The fourth and last step is to develop deep learning models. Fusion Models offer various deep learning architecture, including convolutional and residual networks, transformers and vision transformers which can be leveraged for tasks such as classification, regression, target detection and unmixing. The three formers will be covered herein; unmixing will be covered in a future post.

Classification

The classification of the grapevine varieties (7 classes) led to overall accuracies of 89.7% and 72.8% on the validation and test sets, respectively. The loss and accuracy of the model according to the number of iterations can be monitored in real time and is shown in Figure 5. The confusion matrices obtained from Fusion for these two subsets are shown in Figure 6.

Figure 6: Normalized confusion matrices for the Grapevine varieties classification.

Regression

The regression over the grapevine leaves chlorophyll content resulted in R2 of 0.84 and 0.66 and in root mean square errors (RMSE) of 3.94 and 5.89 µg/cm² for the validation and test subsets respectively. The regression models are shown in Figure 7. Note that, for the purpose of the current demonstration, all models were built on a pixel per pixel basis even though only one label and one chlorophyl content value were available per image. However, in the case of the grapevine dataset, the spectra could be averaged for each leaf, which would increase the signal to noise ratio and could potentially lead to improved results. Furthermore, a significant number of leaves presented foliar symptoms caused by grapevine diseases which might also impact the spectra but, for conciseness, were ignored in this analysis.

Target Detection

The Blood Stain target detection model achieved 99.8% and 91.9% accuracy for the validation and test subsets, respectively. The Receiver Operating Characteristic (ROC) curves obtained from Fusion are shown in Figure 8. These results are in accordance with the paper published with the Blood Stain dataset which reported overall accuracies ranging between 74 and 100% depending on the model and image set used.

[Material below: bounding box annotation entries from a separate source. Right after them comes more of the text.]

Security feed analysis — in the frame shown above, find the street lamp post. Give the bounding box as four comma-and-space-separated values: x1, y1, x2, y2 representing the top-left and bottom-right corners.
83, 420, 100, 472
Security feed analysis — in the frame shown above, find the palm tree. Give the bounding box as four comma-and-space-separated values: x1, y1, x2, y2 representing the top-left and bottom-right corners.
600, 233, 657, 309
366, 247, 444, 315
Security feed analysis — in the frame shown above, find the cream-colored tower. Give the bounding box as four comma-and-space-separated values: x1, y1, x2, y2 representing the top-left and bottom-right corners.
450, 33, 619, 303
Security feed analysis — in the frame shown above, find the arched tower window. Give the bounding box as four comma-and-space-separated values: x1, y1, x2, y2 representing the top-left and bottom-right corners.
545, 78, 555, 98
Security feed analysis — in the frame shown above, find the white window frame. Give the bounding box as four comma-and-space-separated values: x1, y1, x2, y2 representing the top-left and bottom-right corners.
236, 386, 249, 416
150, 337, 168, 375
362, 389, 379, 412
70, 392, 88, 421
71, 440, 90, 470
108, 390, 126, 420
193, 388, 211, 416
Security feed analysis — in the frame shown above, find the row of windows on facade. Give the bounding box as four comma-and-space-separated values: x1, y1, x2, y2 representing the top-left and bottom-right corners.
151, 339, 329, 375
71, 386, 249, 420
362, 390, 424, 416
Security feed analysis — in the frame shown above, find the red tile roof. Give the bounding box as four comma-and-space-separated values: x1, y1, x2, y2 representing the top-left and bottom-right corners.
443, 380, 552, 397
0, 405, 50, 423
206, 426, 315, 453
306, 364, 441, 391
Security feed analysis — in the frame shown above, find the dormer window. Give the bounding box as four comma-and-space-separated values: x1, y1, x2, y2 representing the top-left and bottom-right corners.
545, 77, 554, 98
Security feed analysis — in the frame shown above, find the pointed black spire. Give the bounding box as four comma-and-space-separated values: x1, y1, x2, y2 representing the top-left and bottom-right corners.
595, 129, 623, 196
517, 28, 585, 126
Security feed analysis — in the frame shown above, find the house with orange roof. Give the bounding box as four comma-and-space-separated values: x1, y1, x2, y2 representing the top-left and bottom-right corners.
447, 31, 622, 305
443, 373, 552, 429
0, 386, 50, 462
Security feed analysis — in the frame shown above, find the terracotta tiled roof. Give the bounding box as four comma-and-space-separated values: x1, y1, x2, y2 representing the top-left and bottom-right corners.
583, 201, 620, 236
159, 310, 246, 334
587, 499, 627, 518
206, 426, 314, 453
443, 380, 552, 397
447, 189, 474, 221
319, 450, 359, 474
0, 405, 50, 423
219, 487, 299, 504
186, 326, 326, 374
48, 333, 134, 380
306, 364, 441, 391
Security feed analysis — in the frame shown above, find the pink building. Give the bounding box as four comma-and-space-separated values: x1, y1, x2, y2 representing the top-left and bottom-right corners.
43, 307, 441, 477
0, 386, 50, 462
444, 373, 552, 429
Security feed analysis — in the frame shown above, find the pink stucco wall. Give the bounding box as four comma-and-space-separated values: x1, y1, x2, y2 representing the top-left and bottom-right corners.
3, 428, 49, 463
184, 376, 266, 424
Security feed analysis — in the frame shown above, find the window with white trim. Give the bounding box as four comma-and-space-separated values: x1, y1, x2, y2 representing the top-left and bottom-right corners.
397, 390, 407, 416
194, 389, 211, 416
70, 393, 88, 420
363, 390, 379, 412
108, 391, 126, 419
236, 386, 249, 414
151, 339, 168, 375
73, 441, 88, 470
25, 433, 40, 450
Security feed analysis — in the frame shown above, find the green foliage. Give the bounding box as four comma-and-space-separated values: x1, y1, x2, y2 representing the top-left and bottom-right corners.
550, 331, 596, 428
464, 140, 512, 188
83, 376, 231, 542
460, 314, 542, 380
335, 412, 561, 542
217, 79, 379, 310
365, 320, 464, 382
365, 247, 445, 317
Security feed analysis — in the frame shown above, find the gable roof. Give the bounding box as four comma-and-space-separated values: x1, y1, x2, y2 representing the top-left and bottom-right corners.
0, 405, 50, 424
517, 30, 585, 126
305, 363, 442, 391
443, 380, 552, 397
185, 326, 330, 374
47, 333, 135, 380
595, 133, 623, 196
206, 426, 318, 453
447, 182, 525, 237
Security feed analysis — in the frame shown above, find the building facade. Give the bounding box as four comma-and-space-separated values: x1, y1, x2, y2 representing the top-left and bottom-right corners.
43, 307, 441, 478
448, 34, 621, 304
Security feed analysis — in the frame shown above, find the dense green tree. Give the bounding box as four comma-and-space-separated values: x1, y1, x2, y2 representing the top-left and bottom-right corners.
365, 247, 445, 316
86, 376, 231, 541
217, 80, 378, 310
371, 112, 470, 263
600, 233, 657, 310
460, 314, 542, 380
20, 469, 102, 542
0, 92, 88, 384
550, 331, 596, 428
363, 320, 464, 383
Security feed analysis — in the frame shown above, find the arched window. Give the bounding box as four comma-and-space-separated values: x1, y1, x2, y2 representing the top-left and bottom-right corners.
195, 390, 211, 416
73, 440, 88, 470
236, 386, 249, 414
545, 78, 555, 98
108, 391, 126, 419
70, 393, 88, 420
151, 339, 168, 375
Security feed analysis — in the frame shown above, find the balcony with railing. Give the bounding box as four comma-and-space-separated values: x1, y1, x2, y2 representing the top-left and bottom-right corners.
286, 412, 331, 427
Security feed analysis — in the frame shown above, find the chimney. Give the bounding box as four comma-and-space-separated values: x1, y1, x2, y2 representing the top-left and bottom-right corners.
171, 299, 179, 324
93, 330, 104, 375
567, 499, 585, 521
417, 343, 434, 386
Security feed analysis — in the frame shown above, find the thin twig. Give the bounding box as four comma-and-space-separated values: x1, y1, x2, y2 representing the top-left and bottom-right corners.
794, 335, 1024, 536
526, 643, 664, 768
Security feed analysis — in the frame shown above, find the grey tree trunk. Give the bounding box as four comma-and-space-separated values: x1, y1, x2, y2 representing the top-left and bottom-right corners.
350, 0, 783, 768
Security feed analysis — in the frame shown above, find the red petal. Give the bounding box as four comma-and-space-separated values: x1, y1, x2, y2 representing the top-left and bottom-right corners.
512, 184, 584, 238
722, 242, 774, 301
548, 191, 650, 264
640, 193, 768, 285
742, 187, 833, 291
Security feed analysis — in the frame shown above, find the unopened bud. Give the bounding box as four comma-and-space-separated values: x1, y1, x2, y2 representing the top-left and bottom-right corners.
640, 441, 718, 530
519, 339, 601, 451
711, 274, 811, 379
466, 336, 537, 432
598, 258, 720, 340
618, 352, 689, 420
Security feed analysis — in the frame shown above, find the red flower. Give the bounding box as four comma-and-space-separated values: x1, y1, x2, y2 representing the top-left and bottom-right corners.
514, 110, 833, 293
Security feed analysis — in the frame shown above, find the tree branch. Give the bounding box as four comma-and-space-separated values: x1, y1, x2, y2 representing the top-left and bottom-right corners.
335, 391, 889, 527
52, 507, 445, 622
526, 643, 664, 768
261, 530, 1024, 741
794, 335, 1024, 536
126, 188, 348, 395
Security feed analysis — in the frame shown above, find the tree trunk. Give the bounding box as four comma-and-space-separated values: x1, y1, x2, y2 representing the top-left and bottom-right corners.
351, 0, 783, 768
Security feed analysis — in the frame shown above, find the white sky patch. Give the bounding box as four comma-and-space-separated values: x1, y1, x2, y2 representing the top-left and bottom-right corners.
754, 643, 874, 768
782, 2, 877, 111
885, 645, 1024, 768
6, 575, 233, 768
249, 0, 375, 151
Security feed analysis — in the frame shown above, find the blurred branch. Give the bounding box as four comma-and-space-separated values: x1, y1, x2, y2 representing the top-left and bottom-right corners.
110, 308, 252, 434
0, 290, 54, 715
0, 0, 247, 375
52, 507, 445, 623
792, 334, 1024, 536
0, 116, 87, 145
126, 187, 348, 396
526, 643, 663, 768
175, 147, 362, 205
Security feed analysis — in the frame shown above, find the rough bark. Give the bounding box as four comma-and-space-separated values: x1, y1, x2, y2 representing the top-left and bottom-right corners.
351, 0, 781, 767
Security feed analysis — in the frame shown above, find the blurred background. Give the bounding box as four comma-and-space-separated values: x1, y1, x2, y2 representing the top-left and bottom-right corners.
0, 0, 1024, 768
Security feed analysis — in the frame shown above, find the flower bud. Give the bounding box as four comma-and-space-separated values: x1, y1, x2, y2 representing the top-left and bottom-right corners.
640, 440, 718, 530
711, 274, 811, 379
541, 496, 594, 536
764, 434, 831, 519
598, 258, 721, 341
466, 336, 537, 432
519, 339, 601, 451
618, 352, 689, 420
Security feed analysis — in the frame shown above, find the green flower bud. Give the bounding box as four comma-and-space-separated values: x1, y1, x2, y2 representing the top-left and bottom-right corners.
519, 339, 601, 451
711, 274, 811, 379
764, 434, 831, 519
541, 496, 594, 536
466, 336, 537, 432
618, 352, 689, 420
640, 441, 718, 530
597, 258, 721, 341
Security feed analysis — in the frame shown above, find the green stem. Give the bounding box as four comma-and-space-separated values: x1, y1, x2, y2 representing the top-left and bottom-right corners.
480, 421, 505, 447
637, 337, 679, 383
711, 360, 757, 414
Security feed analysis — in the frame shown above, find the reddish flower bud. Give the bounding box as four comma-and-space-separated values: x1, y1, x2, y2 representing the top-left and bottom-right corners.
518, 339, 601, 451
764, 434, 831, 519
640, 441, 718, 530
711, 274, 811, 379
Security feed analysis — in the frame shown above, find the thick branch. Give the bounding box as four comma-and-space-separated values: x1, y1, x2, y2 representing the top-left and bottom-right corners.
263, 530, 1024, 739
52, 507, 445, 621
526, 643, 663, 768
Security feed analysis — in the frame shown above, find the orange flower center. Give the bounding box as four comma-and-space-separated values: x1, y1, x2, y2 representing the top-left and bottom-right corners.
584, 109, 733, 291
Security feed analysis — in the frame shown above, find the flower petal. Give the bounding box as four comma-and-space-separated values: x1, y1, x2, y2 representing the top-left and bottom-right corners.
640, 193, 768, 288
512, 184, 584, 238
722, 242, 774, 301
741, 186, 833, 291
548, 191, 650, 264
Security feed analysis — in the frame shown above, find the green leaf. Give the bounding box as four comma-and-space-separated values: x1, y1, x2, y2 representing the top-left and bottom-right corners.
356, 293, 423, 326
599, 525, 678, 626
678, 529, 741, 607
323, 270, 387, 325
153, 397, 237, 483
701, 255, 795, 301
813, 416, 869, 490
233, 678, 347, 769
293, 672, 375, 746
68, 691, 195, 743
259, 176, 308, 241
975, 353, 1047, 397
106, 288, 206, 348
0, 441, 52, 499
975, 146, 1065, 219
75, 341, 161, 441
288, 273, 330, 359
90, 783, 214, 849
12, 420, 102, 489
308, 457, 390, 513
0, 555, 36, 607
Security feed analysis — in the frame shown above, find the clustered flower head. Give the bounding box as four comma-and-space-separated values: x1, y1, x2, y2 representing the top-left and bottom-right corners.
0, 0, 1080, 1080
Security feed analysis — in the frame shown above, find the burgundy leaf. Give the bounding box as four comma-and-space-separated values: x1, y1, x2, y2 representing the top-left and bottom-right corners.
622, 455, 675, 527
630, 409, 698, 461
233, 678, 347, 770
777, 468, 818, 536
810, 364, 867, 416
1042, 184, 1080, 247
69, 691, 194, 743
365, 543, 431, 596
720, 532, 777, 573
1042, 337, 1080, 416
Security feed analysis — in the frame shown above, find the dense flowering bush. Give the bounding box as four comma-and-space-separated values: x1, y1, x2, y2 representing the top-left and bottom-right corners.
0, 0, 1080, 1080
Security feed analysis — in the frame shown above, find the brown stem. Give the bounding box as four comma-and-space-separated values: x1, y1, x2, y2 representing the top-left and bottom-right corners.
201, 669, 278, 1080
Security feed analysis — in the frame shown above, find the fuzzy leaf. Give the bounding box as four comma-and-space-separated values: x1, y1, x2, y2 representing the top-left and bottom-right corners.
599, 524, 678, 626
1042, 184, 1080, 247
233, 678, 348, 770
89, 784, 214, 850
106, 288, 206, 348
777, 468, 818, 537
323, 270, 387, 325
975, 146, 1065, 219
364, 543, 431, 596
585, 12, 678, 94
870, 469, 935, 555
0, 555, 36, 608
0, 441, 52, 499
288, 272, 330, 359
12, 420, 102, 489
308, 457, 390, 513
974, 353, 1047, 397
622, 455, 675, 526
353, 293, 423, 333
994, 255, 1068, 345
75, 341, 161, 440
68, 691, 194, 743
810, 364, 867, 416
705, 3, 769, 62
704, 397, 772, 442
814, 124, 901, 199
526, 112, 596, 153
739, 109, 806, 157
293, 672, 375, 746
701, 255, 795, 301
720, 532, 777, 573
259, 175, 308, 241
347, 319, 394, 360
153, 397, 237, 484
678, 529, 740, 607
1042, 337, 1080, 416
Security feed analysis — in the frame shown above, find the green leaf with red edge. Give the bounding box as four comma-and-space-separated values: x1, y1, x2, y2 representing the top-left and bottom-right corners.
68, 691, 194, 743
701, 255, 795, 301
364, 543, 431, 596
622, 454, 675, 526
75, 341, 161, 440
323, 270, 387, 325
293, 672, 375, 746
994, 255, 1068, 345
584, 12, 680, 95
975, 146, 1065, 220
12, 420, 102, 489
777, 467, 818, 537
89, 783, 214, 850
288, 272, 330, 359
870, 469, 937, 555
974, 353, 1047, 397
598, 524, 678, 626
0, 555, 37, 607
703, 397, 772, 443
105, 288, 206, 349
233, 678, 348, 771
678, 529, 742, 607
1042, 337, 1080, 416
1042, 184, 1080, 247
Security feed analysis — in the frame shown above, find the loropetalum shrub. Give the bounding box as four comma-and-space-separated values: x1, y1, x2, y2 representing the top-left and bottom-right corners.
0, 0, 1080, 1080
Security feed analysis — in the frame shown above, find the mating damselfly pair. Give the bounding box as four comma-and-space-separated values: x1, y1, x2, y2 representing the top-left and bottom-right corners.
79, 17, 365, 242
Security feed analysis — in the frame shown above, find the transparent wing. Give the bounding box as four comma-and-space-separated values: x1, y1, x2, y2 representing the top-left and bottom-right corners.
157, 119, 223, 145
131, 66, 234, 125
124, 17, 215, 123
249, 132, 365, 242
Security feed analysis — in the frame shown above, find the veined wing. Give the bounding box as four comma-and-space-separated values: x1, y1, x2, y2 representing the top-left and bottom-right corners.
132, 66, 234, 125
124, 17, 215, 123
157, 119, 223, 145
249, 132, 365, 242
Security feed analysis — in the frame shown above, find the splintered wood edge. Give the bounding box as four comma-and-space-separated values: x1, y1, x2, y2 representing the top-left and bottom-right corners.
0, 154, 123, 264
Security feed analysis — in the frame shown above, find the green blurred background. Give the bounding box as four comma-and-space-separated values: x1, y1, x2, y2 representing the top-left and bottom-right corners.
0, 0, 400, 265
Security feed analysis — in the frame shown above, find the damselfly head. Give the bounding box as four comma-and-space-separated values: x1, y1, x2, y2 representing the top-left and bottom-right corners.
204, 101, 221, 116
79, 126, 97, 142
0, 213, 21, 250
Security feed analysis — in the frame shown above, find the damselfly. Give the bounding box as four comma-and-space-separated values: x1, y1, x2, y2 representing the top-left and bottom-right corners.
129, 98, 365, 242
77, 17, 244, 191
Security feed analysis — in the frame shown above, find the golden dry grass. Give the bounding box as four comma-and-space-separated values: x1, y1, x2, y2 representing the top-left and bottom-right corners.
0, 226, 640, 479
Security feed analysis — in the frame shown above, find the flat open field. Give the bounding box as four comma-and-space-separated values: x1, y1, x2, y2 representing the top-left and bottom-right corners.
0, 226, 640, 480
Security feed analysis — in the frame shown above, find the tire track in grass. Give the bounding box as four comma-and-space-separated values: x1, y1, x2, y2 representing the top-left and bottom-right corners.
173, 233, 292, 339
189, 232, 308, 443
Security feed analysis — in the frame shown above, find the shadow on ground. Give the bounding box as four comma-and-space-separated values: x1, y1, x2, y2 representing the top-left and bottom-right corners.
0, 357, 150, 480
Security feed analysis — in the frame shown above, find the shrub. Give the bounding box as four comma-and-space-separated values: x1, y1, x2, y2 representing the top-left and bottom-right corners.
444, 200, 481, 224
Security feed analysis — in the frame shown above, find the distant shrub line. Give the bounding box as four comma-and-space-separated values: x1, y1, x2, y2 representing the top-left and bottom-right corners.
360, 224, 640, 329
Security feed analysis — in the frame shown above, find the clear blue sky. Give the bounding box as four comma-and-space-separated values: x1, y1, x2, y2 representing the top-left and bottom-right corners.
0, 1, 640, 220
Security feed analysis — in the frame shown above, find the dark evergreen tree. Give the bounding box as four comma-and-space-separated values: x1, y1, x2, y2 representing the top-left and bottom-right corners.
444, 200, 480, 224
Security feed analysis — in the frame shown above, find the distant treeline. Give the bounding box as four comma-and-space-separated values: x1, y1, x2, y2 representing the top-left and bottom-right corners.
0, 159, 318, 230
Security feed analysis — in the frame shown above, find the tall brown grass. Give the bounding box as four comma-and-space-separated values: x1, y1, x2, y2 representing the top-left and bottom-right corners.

Figure 8: ROC curves obtained for blood detection for the Blood Stain dataset.

Last words

Through these examples, it was demonstrated that Fusion can efficiently analyze a substantial amount of data and provide actionable insights from hyperspectral images. Fusion is primarily available as a cloud based platform but upon request, can also be installed on premise. Nevertheless, the cloud based platform presents at least two significant additional advantages. First, the data can seamlessly be shared with colleagues and collaborators wherever they are and even distributed to third parties or clients in an easy and rapid manner. Second, on the cloud, Fusion has access to significant resources (CPU, GPU, and TPU) providing unparalleled computing capabilities and speeding up most operations. Finally, for those interested in industrial applications, models developed on the Fusion cloud-based platform can be deployed on-site on a dedicated base-station with custom dashboards allowing to visualize live inferences for real-time analysis.